Entry and exit records and individual files are retained in the central EES for three years after exit, or five years in cases of overstaying or a recorded refusal of entry; these retention periods are set by EU law. The system operates within a legal framework that includes safeguards on access and use of data.

Travellers may exercise rights to access, rectify or request erasure of their EES data as allowed by law; for questions or complaints contact the national supervisory authority of the Member State where the check happened or the European Data Protection Supervisor. The EU information campaign and Official Travel Europe portal provide contact routes and practical guidance.

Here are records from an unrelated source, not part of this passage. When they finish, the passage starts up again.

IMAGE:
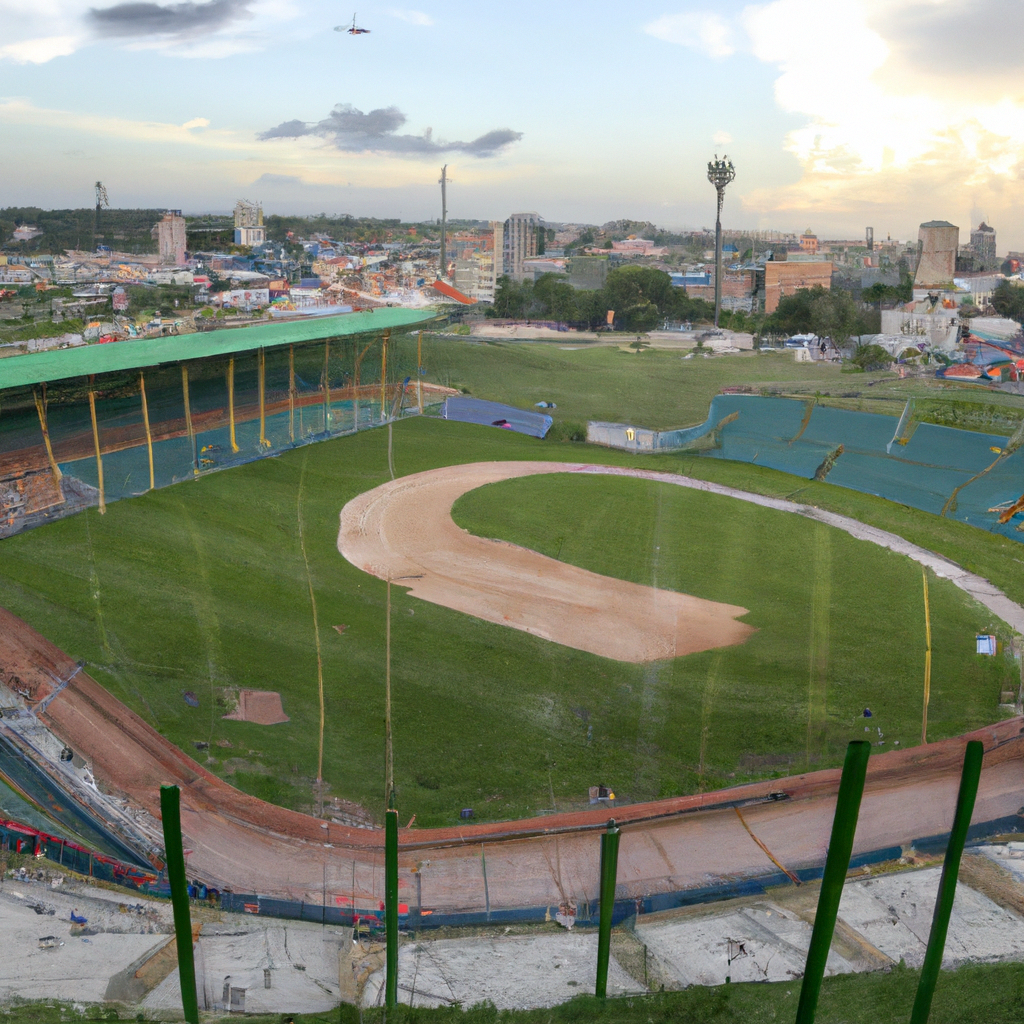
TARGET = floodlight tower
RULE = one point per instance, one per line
(720, 173)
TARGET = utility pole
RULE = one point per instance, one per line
(720, 173)
(442, 181)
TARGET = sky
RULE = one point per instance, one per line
(838, 114)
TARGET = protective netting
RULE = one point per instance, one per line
(166, 424)
(942, 470)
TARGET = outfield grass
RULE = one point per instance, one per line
(977, 994)
(656, 388)
(202, 587)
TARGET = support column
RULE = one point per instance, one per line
(188, 426)
(41, 410)
(851, 788)
(170, 812)
(970, 777)
(291, 392)
(419, 371)
(261, 373)
(230, 403)
(384, 341)
(391, 907)
(609, 871)
(148, 432)
(95, 441)
(327, 387)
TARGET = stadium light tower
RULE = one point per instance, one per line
(720, 173)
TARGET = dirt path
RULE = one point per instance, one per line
(403, 529)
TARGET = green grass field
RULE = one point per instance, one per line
(202, 587)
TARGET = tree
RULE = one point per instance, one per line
(512, 299)
(1008, 300)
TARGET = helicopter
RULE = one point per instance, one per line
(352, 30)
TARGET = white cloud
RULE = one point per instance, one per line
(28, 29)
(871, 136)
(708, 34)
(40, 49)
(412, 16)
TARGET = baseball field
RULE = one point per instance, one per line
(182, 598)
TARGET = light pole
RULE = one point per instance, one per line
(720, 173)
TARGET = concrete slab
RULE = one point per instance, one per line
(767, 943)
(300, 962)
(78, 970)
(894, 913)
(521, 972)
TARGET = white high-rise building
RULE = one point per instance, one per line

EES is also a prerequisite for the upcoming ETIAS traveller authorisation system, scheduled to start in the last quarter of 2026; ETIAS will require visa‑exempt travellers to obtain authorisation in advance (a fee of around EUR 20 is planned, pending final adoption). Keep an eye on Official Travel Europe and national pages for ETIAS updates and for announcements about which border points have activated EES during the progressive rollout.

The transition to EES aims to make short‑stay border checks faster and more secure once the full rollout is complete, but the progressive deployment means experiences vary by crossing. If you are travelling soon, especially as a non‑EU/EEA/Swiss national, plan extra time, bring the right documents and follow operator and border signage.

Staying informed is the best way to avoid surprises: check airline, ferry or train operator pages, official national border pages and the Official Travel Europe portal before departure, and use the contact points provided in the EU information campaign if you have questions about your data or the process. Safe travels and allow a little extra time on arrival during this initial rollout of the EES.